The Overseas Press Club, with the help of CNN correspondent Jim Bittermann, came together in Paris last night for a panel discussion on ‘The Human Cost of News Gathering’ to reflect on the dangers faced by contemporary journalists in bringing us these terrible images. Veteran journalists from Time, AP and Getty Images as well as the head of research and advocacy for Reporters Without Borders and the Robert Capa Gold Medal for Photojournalism Fabio Bucciarelli, who shared his harrowing work from inside the Syrian conflict, fielded questions from journalists and students about the practice, ethics and structural problems of war journalism. Among the issues brought up were the real risks of kidnapping and the targeting of journalists, which Reporters Without Borders has cited as a rising phenomenon since 2012, the deadliest year RSF has on record. Just a few days ago, two journalists for RFI, Claude Verlon and Ghislaine Dupont, were killed in northern Mali while interviewing a Tuareg separatist leader. Professor of journalist at the American University of Paris and bi-lingual editor at France Television Georges Kazolias, who worked closely with the two journalists expressed his grief over their deaths, and spoke of their courage and professional integrity, denouncing this kind of indiscriminate violence against journalists, and asserting that non-state violence is just as much of a problem in today’s conflict-ridden Sahel and Middle East.
Also of concern was the shifting production practices of global journalism, where freelancers make up an ever larger part of the workforce. Bucciarelli spoke of the serious risks some freelancers take in order to cover war in the hopes of making a name for themselves, often entering conflict areas without insurance, with no institution backing or specific training. However, Aidan Sullivan, the VP of Photo Assignments for Getty Images said that because of the extreme risks taken by freelancers, some major media have made the decision to not accept any work, even completed work from freelancers in conflict zones because of the ethical implications of promoting this type of reckless image hunting. The veterans in the room seemed to be in agreement: times have changed. Between them probably centuries of war reporting experience from Vietnam, to the Gulf War, to Bosnia and Afghanistan, everyone was particularly worried about Syria, from where Bucciarelli has just returned. The interconnectedness we are experiencing on the internet is making conflict reporting all the more dangerous it seems, as armed groups have easy access to and are not always pleased with the content and images produced by journalists in the field. One of the oldest living photojournalists, John G. Morris, who was embedded with Allied forces in Normandy during the Second World War, took a moment to reflect upon the changing conditions of war journalism, which he says has become all the more deadly since the United States under George W. Bush began creating a global climate of fear. This is a reciprocal fear, it seams, that conflates ideas like Samuel Huntington’s “clash of civilizations” and gives them deadly new trajectories.

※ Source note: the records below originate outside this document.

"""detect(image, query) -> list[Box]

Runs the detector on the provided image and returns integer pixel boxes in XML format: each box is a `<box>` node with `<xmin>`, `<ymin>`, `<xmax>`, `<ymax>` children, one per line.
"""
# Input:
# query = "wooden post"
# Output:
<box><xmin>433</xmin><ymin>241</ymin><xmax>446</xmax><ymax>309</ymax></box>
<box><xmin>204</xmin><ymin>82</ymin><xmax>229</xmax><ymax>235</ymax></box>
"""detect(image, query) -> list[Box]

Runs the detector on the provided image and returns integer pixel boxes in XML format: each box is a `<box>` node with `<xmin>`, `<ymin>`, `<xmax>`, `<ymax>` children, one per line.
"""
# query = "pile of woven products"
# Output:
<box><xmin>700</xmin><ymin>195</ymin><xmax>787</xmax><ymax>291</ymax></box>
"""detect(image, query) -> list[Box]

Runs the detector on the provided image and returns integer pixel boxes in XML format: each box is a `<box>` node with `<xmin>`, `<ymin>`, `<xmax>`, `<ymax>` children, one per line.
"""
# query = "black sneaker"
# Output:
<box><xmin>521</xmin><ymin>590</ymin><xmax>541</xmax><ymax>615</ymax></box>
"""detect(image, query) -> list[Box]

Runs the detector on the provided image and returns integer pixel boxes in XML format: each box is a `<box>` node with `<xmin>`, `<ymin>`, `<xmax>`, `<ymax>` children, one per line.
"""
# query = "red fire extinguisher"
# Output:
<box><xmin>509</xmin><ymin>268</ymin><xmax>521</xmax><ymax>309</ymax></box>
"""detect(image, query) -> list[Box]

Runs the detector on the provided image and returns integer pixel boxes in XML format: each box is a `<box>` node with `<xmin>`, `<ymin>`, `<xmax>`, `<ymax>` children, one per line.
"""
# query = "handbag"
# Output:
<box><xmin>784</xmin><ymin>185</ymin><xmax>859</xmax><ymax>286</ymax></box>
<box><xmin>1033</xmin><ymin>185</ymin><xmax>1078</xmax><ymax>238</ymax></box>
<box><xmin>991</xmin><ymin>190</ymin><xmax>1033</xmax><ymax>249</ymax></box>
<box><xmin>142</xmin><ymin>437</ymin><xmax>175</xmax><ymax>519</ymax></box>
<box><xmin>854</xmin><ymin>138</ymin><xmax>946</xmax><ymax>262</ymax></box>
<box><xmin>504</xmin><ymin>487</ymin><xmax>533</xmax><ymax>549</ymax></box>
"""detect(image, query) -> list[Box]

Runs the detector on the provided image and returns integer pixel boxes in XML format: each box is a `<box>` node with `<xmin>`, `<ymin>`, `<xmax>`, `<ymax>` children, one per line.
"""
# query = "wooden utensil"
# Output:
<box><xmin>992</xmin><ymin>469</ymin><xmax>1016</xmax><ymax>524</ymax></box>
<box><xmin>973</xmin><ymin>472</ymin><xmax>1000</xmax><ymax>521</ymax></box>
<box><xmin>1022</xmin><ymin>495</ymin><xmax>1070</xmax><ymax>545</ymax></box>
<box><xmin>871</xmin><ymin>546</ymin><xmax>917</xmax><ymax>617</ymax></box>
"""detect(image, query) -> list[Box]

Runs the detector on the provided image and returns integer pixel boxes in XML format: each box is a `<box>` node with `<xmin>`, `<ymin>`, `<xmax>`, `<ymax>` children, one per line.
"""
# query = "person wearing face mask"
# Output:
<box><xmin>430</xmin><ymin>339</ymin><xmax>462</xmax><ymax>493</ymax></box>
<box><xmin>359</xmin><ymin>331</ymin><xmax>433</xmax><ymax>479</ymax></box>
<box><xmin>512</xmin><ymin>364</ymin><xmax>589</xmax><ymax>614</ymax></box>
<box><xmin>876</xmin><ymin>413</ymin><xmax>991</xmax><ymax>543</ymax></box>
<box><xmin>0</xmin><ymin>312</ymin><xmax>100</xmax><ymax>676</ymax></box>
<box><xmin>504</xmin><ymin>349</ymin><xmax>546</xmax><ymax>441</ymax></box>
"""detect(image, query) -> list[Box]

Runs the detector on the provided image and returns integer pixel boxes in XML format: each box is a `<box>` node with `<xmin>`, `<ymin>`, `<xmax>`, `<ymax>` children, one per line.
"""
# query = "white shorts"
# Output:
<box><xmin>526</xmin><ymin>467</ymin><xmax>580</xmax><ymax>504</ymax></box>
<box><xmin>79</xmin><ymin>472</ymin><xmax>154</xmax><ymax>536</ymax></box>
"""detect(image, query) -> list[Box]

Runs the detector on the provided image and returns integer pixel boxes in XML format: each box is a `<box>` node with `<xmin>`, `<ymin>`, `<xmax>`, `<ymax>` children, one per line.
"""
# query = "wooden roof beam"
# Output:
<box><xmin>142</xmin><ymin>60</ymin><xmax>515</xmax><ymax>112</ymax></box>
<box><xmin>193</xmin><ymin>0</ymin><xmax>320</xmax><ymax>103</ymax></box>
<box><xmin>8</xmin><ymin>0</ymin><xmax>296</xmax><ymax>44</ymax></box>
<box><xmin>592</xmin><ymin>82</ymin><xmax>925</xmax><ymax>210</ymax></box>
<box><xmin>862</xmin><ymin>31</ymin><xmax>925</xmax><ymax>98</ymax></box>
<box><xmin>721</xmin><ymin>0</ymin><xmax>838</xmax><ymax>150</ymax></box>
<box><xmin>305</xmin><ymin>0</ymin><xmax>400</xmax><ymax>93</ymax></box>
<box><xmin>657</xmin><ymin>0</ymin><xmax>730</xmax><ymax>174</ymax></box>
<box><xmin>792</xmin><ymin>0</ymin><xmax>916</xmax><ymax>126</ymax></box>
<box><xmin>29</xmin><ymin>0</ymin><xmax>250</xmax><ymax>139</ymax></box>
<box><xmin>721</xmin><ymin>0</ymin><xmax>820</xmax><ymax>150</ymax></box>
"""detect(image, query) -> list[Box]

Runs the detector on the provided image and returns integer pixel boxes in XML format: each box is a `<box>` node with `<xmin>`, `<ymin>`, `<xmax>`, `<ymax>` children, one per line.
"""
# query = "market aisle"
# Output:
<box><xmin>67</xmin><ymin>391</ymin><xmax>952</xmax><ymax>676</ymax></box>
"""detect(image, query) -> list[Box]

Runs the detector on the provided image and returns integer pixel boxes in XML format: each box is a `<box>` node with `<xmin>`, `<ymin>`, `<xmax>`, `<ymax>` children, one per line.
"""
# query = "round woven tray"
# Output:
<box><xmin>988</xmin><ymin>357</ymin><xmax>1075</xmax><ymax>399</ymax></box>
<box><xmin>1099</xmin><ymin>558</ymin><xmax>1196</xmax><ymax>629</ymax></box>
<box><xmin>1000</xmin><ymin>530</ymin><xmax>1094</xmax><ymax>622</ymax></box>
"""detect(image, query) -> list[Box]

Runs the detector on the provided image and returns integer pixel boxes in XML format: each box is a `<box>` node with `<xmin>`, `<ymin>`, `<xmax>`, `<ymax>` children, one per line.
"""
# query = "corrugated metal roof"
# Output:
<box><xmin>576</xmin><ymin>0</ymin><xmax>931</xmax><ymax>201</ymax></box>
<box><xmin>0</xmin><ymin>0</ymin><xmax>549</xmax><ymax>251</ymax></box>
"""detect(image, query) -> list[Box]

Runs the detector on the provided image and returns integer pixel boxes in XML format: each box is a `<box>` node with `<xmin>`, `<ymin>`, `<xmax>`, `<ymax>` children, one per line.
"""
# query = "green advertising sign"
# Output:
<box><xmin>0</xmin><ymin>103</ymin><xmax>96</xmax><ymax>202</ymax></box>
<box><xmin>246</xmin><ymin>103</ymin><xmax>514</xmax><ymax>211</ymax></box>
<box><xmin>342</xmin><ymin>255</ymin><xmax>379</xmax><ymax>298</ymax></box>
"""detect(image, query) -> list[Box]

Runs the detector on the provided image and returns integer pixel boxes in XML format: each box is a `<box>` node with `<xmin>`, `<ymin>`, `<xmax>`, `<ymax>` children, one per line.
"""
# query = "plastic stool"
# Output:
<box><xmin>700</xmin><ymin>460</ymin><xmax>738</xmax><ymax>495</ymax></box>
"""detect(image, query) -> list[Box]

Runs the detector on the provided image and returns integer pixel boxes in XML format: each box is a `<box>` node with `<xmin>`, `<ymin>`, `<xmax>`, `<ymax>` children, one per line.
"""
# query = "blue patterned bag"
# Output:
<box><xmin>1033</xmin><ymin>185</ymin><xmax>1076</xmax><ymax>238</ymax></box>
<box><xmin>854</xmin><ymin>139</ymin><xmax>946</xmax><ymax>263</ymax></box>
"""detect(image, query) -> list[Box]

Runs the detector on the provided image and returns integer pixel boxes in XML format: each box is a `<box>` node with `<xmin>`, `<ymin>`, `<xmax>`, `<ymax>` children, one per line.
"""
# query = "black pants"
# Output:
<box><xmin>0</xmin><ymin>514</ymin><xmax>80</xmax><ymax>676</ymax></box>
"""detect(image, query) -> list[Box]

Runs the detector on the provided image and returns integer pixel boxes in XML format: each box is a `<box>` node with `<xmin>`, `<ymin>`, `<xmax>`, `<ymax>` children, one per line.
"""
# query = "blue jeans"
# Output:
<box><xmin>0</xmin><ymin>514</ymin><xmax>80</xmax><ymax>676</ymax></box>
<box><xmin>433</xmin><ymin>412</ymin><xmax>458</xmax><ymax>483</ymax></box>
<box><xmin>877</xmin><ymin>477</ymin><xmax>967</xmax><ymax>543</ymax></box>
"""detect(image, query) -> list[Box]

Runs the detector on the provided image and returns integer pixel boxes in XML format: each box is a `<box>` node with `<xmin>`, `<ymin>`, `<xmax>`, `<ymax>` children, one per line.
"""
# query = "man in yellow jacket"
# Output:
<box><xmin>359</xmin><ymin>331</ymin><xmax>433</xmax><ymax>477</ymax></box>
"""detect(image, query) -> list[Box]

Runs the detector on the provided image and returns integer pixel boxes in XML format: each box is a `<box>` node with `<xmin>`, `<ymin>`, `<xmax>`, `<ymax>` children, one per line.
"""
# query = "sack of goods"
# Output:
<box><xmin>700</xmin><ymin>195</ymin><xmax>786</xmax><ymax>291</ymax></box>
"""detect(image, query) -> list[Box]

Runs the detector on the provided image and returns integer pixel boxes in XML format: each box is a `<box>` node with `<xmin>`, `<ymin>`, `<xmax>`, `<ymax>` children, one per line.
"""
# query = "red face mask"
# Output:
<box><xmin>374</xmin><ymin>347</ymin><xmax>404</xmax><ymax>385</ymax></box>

However, it is not only the dangers faced by journalists in covering war that allows us to reflect upon the human cost of images. The aesthetics of war photographs themselves seem to render death visible, to give it an architecture. Not only is the war journalist faced with death at every turn, death is a structural component of the images that we see on the pages of the New York Times, in the halls of Twitter and Facebook, and on the television. Professor Waddick Doyle, observing the award-winning photographs of Bucciarelli, made the comparison between his composition in light and that of Caravaggio. Tension between life and death seems to be rendered in the play of shadows, reflections, and the positioning of bodies in space. Bucciarelli’s photos, intensely graphic realist representations of war, carry the shadow of death that follows us all from its imminence and omnipresence in conflict zones in Aleppo and Damascus, to the world of images, were imminence and speed also reign, but were mortality has been forgotten. They are beautiful, tragic, reflective yet spontaneous, momentary impressions of real human horror. And, just as they remind us of the scale and intensity of unjust human suffering in war, they also remind us that images do not come out of thin air. Real people die in war photos, and people like Fabio risk their lives to bring them into the world.